In this paper I examine why we describe certain things, whether they be films, songs, or paintings, as guilty pleasures. First, I will outline some basic concepts in aesthetic philosophy related to guilty pleasures, namely, aesthetically appreciating some object and responding to it as a subject. In doing so, I will argue that guilty pleasures are defined by a particular way we respond to artistically created things. Specifically, I will put forth the case that guilty pleasures are characterized by how our judgment of an object’s beauty causes us to feel guilty about enjoying that object. As such, I believe moral sentiments and beliefs are at the heart of why we call things guilty pleasures. If I am right, in further saying that these moral dispositions are not obviously true or reliable, it appears we have some reason to enjoy our own personal “guilty pleasures” without any of the guilt.

5.15pm
Reception

Wednesday, April 23rd, 2014

York University’s National Undergraduate Philosophy Conference, Spring 2014

York University’s National Undergraduate Philosophy Conference
Spring 2014

Friday, May 2nd, 2014
010 Senior Common Room, Vanier College
10am – 5pm

Light breakfast and lunch will be provided.
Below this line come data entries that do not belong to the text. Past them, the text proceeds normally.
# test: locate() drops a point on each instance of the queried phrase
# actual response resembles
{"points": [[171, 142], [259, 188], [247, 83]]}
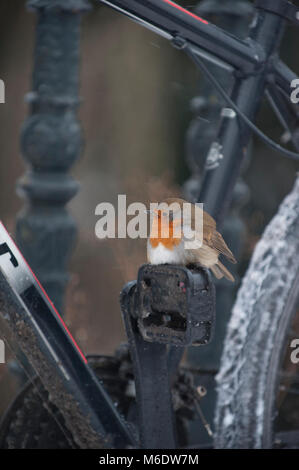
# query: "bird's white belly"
{"points": [[162, 255]]}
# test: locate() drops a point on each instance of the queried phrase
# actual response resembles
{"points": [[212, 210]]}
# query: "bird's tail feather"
{"points": [[219, 270]]}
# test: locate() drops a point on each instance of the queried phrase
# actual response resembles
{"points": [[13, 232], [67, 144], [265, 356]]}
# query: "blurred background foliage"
{"points": [[135, 113]]}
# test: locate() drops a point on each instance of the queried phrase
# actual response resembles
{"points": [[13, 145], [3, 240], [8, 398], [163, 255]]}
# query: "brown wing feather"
{"points": [[219, 244]]}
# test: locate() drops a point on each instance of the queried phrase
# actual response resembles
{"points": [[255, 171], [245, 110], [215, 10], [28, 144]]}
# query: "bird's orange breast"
{"points": [[160, 234]]}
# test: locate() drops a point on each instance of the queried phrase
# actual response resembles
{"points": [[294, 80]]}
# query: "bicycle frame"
{"points": [[256, 65]]}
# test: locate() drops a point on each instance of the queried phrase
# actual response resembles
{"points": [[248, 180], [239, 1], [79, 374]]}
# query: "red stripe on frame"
{"points": [[49, 300], [178, 7]]}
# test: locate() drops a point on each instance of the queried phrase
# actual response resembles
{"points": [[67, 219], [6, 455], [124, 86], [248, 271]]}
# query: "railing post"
{"points": [[51, 142]]}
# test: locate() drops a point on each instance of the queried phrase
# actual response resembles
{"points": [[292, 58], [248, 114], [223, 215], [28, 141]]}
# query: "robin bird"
{"points": [[166, 244]]}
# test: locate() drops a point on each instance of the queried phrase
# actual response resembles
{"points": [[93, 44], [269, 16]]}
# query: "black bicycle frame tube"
{"points": [[43, 336], [170, 20]]}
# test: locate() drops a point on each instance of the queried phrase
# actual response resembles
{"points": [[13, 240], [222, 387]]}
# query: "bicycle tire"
{"points": [[248, 377]]}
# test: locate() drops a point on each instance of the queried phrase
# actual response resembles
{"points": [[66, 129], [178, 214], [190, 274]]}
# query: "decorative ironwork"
{"points": [[51, 142]]}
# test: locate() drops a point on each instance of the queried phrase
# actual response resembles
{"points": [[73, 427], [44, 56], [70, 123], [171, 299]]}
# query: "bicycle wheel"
{"points": [[248, 383]]}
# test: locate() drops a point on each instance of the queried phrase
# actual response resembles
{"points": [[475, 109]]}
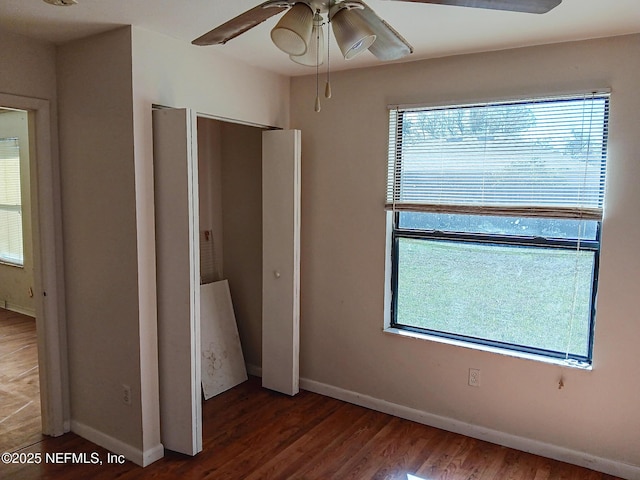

This year’s conference will feature speakers published in The Oracle: York University’s Undergraduate Philosophical Review. It will also feature exceptional undergraduate philosophy students from across Canada, including speakers from The University of British Columbia and Trent University.

The Oracle is published by York University’s Undergraduate Philosophy Association, Philosophia. Each year, the peer-review committee compiles the most profound undergraduate papers into one review. This philosophical review embodies some of the most prominent topics in philosophy.

 

Keynote Address: Dr. Shyam Ranganathan

Dr. Ranganathan is interested in non-ethnocentric, and non-anthropocentric models of thought and value. This interest is expressed in his explorations into cross cultural understanding and translation, and in normative questions of how we ought to live. Some examples of the confluence of these interests include his role as translator and commentator of Indian moral philosophy (Patañjali ‘s Yoga Sūtra, Penguin Black Classics 2008), but also work in contemporary analytic philosophy on the problem of translation and moral concepts in cross cultural settings (An Archimedean Point for Philosophy, Metaphilosophy 42:4, 479–519). His current research on similar lines includes editing a volume on Indian Ethics (forthcoming through Bloomsbury Publishers), and in-progress papers on cultural-pluralism and moral controversy.